Statistical Analysis

It is important to remember that age adjusted rates are not the actual rates of death or disease in the population - those are called “crude rates.” Sometimes, health statistics are used to compare how healthy two different groups of people are, or how healthy a certain group is during two different time periods. Since older people are more likely to get ill, and younger people are more likely to injure themselves, age adjustment can make studies more accurate.

d <-all_causes_usa
fit <- lm(Age.adjusted.Death.Rate ~ Deaths, data = d) # fit the model
d$predicted <- predict(fit)   # Save the predicted values
d$residuals <- residuals(fit) # Save the residual values
ggplot(d, aes(x = Deaths, y = Age.adjusted.Death.Rate)) +
  geom_smooth(method = "lm", se = FALSE, color = "lightgrey") +     # regression line  
  geom_segment(aes(xend = Deaths, yend = predicted), alpha = .2) +      # draw line from point to line
  geom_point(aes(color = abs(residuals), size = abs(residuals))) +  # size of the points
  scale_color_continuous(low = "green", high = "red") +             # colour of the points mapped to residual size - green smaller, red larger
  guides(color = FALSE, size = FALSE) +                             # Size legend removed
  geom_point(aes(y = predicted), shape = 1) +
  theme_bw()

summary(fit)
## 
## Call:
## lm(formula = Age.adjusted.Death.Rate ~ Deaths, data = d)
## 
## Residuals:
##     Min      1Q  Median      3Q     Max 
## -57.032 -30.830  -4.929  39.837  55.086 
## 
## Coefficients:
##               Estimate Std. Error t value Pr(>|t|)    
## (Intercept)  1.546e+03  1.844e+02   8.382 1.92e-07 ***
## Deaths      -3.033e-04  7.333e-05  -4.137 0.000689 ***
## ---
## Signif. codes:  0 '***' 0.001 '**' 0.01 '*' 0.05 '.' 0.1 ' ' 1
## 
## Residual standard error: 39.63 on 17 degrees of freedom
## Multiple R-squared:  0.5017, Adjusted R-squared:  0.4724 
## F-statistic: 17.11 on 1 and 17 DF,  p-value: 0.0006895

Looking at the summary, it has p-value of 0.0006895, which indicates that there is statistically significant relationship between the two variables.
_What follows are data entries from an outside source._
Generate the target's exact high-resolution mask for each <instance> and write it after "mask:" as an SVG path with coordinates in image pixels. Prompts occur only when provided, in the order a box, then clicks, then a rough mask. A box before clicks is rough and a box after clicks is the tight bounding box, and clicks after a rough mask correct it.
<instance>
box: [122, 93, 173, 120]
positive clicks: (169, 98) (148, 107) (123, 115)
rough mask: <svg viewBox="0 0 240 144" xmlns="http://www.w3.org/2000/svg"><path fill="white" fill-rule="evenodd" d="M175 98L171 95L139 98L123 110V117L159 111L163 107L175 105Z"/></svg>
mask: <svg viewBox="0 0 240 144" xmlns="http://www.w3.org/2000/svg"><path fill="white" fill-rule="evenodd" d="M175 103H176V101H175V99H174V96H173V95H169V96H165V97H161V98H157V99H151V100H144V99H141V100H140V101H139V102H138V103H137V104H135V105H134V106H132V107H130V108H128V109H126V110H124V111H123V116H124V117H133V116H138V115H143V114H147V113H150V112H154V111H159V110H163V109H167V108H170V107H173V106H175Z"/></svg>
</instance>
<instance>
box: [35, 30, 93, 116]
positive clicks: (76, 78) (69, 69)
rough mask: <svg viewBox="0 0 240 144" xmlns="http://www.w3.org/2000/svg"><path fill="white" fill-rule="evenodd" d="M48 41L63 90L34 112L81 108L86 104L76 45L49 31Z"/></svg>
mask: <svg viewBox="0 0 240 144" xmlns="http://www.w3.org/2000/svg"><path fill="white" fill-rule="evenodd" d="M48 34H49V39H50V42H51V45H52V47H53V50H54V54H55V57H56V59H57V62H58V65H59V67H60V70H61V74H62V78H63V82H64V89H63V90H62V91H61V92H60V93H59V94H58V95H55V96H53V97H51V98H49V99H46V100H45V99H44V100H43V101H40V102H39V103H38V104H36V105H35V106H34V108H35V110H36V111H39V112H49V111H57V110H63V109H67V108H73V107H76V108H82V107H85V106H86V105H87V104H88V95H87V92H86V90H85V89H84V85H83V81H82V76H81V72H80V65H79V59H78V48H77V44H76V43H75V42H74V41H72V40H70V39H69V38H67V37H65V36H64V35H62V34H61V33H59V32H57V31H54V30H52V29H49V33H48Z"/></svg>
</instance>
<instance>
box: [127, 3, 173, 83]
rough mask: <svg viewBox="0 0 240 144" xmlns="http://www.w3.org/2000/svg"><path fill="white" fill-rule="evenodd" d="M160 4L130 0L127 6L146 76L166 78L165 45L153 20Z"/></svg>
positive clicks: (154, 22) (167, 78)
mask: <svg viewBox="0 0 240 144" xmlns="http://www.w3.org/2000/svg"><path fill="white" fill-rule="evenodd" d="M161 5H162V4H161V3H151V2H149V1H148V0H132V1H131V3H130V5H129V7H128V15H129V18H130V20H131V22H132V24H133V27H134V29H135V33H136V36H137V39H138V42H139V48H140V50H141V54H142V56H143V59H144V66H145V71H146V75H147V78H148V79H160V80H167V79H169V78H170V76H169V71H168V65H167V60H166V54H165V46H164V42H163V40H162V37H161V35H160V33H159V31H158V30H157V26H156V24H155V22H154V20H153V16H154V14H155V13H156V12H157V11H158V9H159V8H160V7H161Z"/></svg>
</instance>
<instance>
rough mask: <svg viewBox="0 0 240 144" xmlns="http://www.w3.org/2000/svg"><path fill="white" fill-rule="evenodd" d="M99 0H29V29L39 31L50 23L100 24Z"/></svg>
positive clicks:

ggplot(data=fit, aes(y=fit$residuals, x=Deaths)) +
  geom_point(alpha=.25, color='blue') +
  geom_abline(slope=0, 
                intercept=0, color='red', size=1, alpha=.25) +
  ylab("Residuals") +
  xlab("Deaths") +
  ggtitle("Residual Plot")

Points in a residual plot are randomy dispersed around the horizontal axis, meaning that linear regression model is appropriate for the data.

ggplot(data=fit, aes(x=fit$residuals)) +
  geom_histogram(bins = 12, alpha=.5) +
  ggtitle("Histogram of Residuals")

qqnorm(fit$residuals)
qqline(fit$residuals)

Conclusion

Based on the analysis of ten leading death causes in USA we can conclude following: There are two leading causes: Heart Disease 34% and Cancer 30%. The highest death rate was registered in 2017 and the lowest in 1999. Mississippi is the state with the higest mortality rate and Hawaii with the lowest rate. The highest percentage of deaths number change was between 2004 and 2005 years Age Adjusted Death Rate fall down from 879.6 in 1999 to 731.9 in 2017 (16%) proving the statement that life expectancy in general increased.